Birleşmiş Milletler Güvenlik Konseyi'nin (BMGK) beş daimi üyesi olduğunu hatırlatan Yıldırım, "Bunlar, Amerika, Rusya, İngiltere, Fransa, Çin. Herhangi beş tanenin bir tanesi 'olmaz' deyince hiçbir karar çıkmıyor. Şimdi Rusya'nın içinde bulunduğu, kendisini ilgilendiren bir konuda kimse 'evet' demesini beklemesin." dedi.
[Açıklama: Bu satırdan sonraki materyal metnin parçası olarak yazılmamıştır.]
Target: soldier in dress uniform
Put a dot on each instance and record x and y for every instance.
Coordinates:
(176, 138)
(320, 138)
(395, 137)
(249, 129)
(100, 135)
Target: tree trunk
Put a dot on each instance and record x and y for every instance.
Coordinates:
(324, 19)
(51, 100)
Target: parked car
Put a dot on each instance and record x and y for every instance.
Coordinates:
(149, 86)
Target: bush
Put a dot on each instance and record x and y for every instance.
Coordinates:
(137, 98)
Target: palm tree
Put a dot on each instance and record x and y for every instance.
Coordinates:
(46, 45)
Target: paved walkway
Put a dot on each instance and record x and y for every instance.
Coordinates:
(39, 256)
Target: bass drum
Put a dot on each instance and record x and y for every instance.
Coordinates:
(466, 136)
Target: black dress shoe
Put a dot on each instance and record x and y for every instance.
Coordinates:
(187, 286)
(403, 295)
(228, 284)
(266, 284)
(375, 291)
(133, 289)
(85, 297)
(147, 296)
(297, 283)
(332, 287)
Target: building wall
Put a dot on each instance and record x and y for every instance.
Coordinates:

Yıldırım, sözlerini şöyle sürdürdü:
"2. Dünya Savaşı'ndan sonra bir 'oldu bitti' ile kurulan Birleşmiş Milletler sistemi, bugün insanlığın ihtiyaçlarına cevap vermiyor. Bunun mutlaka değiştirilmesi gerekiyor. Bu hakkı onlara kim verdi? Kendi kendilerine verdikleri bir haktı. Bugün ekonomik, nüfus, etki alanı olarak, birçok ülke olmasına rağmen onların maalesef Birleşmiş Milletler'de söz hakkı yok ve bölgesel, küresel barış da bir türlü tesis edilemiyor. Türkiye olarak, Sayın Cumhurbaşkanımızın liderliğinde, bu adil olmayan savaşı bitirmek için gayretlerimiz devam edecek. Sivillerin, masum bebeklerin, yavruların ölmemesi için bütün dünyanın üzerine düşen görevler var."